Fallacy In Examining The Chest With Gloved Fingers In The Emergency Room
A Mathew, A Kumar
Keywords
clinical examination, emergency room, gloved fingers, percussion, pneumothorax, universal precautions
Citation
A Mathew, A Kumar. Fallacy In Examining The Chest With Gloved Fingers In The Emergency Room. The Internet Journal of Emergency Medicine. 2002 Volume 1 Number 1.
Abstract
It is a normal and accepted practice to examine trauma patients in the emergency department by wearing gloves as a part of universal precautions. The important sign of hyper-resonance on percussion of the affected side of the chest in a case of pneumothorax is emphasized in many medical textbooks. The importance of this sign differentiates a tension pneumothorax from cardiac tamponade and necessitates insertion of a chest drain even before taking an x ray. We report a case where the signs of pneumothorax and surgical emphysema were missed in the emergency room while examining the patients with gloved fingers and revealed when the patient was re-examined without gloves.
Case Report
A50 year old lady presented to the A&E with a history of fall from a staircase 24 hours prior and complained of chest pain and mild difficulty in breathing. There was no history of trauma to the head or neck during the fall. The patient was examined by a doctor who was wearing a pair of gloves. On initial assessment, the airway was clear and there was no tenderness over the cervical spine. On examination of the chest, movements of the left side were slightly decreased compared o the right. Trachea was central in position. There was tenderness in the left infra-axillary and mammary regions. Percussion of the chest did not show any variation in the resonance compared to the opposite side. Air entry was found to be decreased on the left side. All her observations and SAO2 were within normal limits. Circulation was also normal.

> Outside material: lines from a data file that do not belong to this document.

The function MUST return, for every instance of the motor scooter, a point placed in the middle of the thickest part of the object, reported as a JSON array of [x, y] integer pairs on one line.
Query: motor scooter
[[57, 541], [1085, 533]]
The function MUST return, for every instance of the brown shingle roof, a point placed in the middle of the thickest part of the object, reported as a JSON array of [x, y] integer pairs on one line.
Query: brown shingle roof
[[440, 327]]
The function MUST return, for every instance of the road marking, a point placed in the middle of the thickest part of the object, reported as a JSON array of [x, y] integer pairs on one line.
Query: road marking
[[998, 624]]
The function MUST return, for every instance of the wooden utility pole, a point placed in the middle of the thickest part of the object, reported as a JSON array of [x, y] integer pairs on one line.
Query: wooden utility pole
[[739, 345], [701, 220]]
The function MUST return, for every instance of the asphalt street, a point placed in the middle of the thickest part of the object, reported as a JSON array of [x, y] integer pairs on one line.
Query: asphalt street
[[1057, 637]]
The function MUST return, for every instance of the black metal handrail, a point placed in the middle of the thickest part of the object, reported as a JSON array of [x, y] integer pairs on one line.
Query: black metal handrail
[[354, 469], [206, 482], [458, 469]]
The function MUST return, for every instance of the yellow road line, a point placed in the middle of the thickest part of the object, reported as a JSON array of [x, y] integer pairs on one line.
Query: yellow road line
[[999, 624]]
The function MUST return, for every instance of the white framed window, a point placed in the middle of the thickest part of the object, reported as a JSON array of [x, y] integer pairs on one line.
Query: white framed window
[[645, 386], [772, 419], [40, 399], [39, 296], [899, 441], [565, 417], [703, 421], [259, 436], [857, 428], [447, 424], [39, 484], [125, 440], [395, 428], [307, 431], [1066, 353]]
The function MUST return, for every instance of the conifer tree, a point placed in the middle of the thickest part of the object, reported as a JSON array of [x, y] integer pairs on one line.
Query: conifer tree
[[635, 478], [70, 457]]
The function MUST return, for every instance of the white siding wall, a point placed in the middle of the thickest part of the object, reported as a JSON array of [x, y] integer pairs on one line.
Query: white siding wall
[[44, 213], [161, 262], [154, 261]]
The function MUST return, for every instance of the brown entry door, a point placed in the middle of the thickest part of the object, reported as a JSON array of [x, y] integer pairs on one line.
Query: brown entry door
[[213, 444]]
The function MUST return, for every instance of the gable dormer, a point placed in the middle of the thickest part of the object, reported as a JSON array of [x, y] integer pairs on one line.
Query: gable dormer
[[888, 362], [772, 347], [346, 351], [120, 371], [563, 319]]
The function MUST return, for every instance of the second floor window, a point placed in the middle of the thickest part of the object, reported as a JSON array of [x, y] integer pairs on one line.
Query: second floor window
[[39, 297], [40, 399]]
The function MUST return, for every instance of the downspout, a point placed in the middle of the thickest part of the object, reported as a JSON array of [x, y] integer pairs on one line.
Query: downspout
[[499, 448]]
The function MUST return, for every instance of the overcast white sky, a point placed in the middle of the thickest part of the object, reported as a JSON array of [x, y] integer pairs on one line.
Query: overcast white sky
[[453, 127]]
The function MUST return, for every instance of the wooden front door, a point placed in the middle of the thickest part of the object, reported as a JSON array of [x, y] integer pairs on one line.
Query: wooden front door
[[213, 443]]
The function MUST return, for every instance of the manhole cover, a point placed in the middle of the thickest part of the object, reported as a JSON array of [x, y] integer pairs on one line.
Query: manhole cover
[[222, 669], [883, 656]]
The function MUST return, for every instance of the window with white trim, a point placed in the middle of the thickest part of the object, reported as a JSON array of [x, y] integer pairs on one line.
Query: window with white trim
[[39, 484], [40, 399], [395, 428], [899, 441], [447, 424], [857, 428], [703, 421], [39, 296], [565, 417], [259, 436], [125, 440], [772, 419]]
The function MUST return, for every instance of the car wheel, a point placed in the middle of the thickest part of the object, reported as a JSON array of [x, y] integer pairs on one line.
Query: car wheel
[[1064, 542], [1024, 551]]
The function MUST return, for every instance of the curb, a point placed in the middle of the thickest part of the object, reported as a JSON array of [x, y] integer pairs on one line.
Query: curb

A chest X ray was performed which showed significant pneumothorax on the left side. The patient was re-examined by another colleague and he was able to elicit surgical emphysema in the subcutaneous tissues on the left side of the chest and a hyper-resonant note on percussion. This valuable clinical finding was missed initially as the examining doctor was wearing a glove while palpating and percussing the chest. Re- examination of the patient again with gloved fingers failed to show the above signs. The patient subsequently had a chest tube inserted and was transferred to the ward where she made an uneventful recovery.
It is a normal and accepted practice to examine trauma patients in the emergency department by wearing gloves as a part of universal precautions. The important sign of hyper-resonance on percussion of the affected side of the chest in a case of pneumothorax is emphasized in many medical textbooks (Ref.1, 2,3,4,5). The importance of this sign differentiates a tension pneumothorax from cardiac tamponade and necessitates insertion of a chest drain even before taking an x ray. As illustrated by the above example it is sometimes possible to miss subtle clinical signs like hyper-resonance on percussion and the palpatory feel of surgical emphysema while examining a patient with gloves on. In our case the second doctor who examined the case did not have any gloves on and he was able to elicit the findings. In our view emergency department doctors need to be aware of this fallacy while examining trauma patients, which can lead to serious errors in clinical judgement.